C'est étrange, je me suis senti vraiment bizarre. Comme quand je conduisais pour aller en Autriche, quand je n'ai rien vu passer de la journée, ou pendant le match contre l'autre vieux mafieux anglais… Je dois être malade.
-Allez, dans encore neuf heures ont sera à Lhassa !
La voix de l'indien sortit Tom de ses pensées.
-En plus, continua Abhra, on a passé les montagnes les plus hautes, maintenant les montagnes sont moins élevés, et ce, jusqu'à Lhassa. Enfin, c'est ce que me dis la carte ! Le plus dur est passé !
-Génial, fit mollement Tom.
Marie, attends-moi. Je serai le plus rapide possible.
-Wah ! Fit Abhra.
-Quoi encore ?
-Non, rien de grave, Jetska 8 me fait ça parfois, des petites accélérations soudaines. C'est rare, mais c'est grisant.
-Ah oké, bon arrête de me faire peur !
Marie j'arrive, je te le jure.
-Hé ! Une nouvelle accélération ! Quel bolide !
-…
* * *
-Bonjour !
-Bonjour !
-Comment vas-tu ce matin ?
-Fort bien, et toi, as-tu bien dormi ?
-Oui, je me sens d'humeur fort agréable !

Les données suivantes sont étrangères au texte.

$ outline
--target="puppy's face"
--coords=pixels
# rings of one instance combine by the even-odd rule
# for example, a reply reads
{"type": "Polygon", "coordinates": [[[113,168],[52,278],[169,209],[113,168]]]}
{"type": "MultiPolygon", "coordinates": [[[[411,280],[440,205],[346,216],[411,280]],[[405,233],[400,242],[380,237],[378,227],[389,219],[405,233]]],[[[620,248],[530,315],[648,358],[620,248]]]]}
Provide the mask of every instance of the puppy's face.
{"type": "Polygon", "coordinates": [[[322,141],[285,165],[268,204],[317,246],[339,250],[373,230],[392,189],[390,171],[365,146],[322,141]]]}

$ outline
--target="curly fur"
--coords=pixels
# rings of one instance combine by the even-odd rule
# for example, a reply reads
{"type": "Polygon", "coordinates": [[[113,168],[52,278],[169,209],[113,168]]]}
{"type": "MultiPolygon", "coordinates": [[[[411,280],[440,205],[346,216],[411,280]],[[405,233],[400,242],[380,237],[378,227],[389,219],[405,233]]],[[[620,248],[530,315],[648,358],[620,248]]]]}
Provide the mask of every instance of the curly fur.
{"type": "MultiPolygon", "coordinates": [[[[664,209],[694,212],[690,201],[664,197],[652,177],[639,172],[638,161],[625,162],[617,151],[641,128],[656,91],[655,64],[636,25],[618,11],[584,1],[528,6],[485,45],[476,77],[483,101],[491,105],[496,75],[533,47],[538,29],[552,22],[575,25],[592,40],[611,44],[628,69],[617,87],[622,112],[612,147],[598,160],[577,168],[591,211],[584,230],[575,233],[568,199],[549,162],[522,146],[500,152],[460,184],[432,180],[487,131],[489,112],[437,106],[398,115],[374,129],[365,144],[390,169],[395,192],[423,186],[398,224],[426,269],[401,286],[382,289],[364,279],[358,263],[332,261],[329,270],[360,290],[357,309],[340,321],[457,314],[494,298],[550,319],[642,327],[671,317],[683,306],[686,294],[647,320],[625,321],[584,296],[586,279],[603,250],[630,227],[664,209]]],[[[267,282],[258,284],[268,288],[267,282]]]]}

-Ma foi tant mieux, parce qu'il faudra aller faire les courses !
-AAAAAAAAAAAAAAAAAH ! Marie, mais on y est allé y a à peine deux jours !
-Et tu m'as laissé le temps de prendre du jambon pour un repas, quatre carottes, et trois pommes !
-Ben on a qu'à faire un régime, d'ailleurs ça ne te ferait pas de mal, mon petit Beluga !
-TOM !
-AYEUH ! Ok, c'est bon j'rigolais, on y va !
* * *
-Bien dormi ?
Tom regardait mollement le paysage montagneux devant lui.
-Je dormais pas.
-Tu ronflais pourtant.
-La ferme !
C'est quoi ces vieux rêves que je fais en ce moment ? Enfin, c'est toujours mieux que les trucs avec Max…
L'avion effectua un petit virage, rasant une prairie et obligeant une colonie d'oiseaux à s'envoler.
-Tu n'es pas quelqu'un de très joyeux tu sais. Tu ne rigoles jamais Tom.
-J'ai pas envie de te parler.
-C'est bizarre, parce que tu vois…
Il redressa le manche à balais pour remonter la pente douce.
-… t'es vraiment étrange, continua-t-il. Mon petit doigt me dit que c'est pas ta vraie nature.
-Je t'ai dis de t'occuper de tes fesses !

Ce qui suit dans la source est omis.